Memories - we seem to make them what we want them to make us seem. It is easy to be all tall and proper and revel in the warmth of old childhood joint-family memories, eating mangoes, picking heavy mattresses and carrying them through narrow staircases, but now living in a huge apartment with only one and a half persons.

The Blue Mug is a devised piece of theatre in which actors Rajat Kapoor, Sheeba Chadha, Munish Bhardwaj and Vinay Pathak go down the path of their personal memories - their childhood, adolescence and youth, and also immediate past in their middle age.

The play depicts the larger canvas of Indian memory through monologues and improvised scenes between the actors. The four actors struggle to construct themselves on the basis of what they remember; reflecting in a theatrical manner the image of India, its history, its people and its joys and turmoil as seen through the memories and confabulations of these artists.

They present themselves as they are, as they were; the actors narrate memories that are specific to their past and that are rooted in their social, political and cultural upbringing in postcolonial India. Their recollections range from childhood memories in the lanes of Old Delhi to the terraces of Bihar; joint families in Saharanpur to casualties and celebrations in New Delhi…from adolescence spent in rural India to youth in urban Indian urban universities. They struggle to separate the truth from the fiction of their past and present themselves here and now. This can easily be said to be the truest, most candid and truthful depiction of Indian identity in the form of theatre.

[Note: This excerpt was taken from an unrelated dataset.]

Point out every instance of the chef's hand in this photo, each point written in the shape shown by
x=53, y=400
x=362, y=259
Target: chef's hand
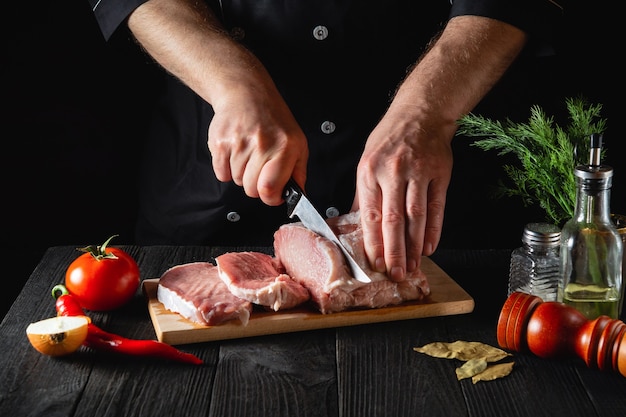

The play also depicts a story of a patient from Punjab who travels to Mumbai with his family and then loses his memory. He tends to remember things only prior to his 20th birthday. He is now 40 years old. The doctor treating him then takes on to himself to unravel the beauty in his memory loss.

Echoing this are Ranvir Shorey and Konkona Sen Sharma who play a doctor and a patient of memory loss. They evaluate the journey of this patient whose journey from war-ridden Kashmir to Punjab to Mumbai is depicted in a very funny yet poignant manner.

If only Sacks knew what to do for his patients, if only Sacks knew what we do to his essays, if only you knew the sincerity behind each fabrication that we, with integrity, confabulate for you…if only I knew what I just said…if only, only if...if only.